Grana (Singular: Granum)
Granum as a Structural Type
A granum (plural grana, Latin for “grain”) is a small stack of membrane sacs found specifically in the chloroplasts of plants and some algae. Although grana are characteristic of chloroplasts, they illustrate a more general structural idea: densely stacked membranes forming a compact, grain‑like unit.
In terms of basic structure, a granum is:
- A column of flattened membrane sacs (thylakoids) piled on top of each other.

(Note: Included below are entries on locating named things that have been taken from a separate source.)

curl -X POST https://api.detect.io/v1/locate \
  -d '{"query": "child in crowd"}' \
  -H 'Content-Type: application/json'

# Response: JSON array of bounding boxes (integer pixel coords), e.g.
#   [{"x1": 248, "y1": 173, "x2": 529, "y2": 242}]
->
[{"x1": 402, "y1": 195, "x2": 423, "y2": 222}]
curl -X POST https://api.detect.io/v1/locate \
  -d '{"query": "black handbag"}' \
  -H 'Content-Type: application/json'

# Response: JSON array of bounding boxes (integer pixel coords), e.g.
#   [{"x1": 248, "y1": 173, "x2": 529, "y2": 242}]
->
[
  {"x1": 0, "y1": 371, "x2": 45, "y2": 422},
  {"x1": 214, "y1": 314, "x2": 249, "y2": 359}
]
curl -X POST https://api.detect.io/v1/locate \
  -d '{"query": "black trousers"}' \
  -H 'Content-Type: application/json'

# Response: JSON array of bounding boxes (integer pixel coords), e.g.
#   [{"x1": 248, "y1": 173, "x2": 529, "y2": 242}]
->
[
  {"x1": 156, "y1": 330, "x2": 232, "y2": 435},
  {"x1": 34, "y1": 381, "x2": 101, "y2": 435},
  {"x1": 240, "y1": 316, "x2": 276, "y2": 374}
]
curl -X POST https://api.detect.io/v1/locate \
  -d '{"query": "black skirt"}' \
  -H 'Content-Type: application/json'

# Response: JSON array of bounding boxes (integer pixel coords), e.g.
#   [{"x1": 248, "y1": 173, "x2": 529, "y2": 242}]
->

- Surrounded by the internal fluid of the chloroplast (stroma).
- Connected to other membrane sacs by thinner membrane channels (stroma lamellae).
Under the light microscope, grana appear as tiny dark spots or grains inside chloroplasts; under the electron microscope, the stack of membranes becomes visible.
Organization of Grana
Some key structural features that define grana:
- Flattened sacs: Each “disc” in the stack is a thylakoid, a flattened vesicle enclosed by a membrane.
- Regular spacing: The sacs are separated by very narrow gaps filled with a thin layer of fluid.
- Stacking: Several to dozens of thylakoids can be stacked to form a single granum.
- Lateral connections: Grana are not isolated; unstacked thylakoid membranes (stroma lamellae) interconnect the stacks, forming a continuous internal membrane system.
The granular appearance results from the repeated layering of membranes in a defined, tightly packed arrangement.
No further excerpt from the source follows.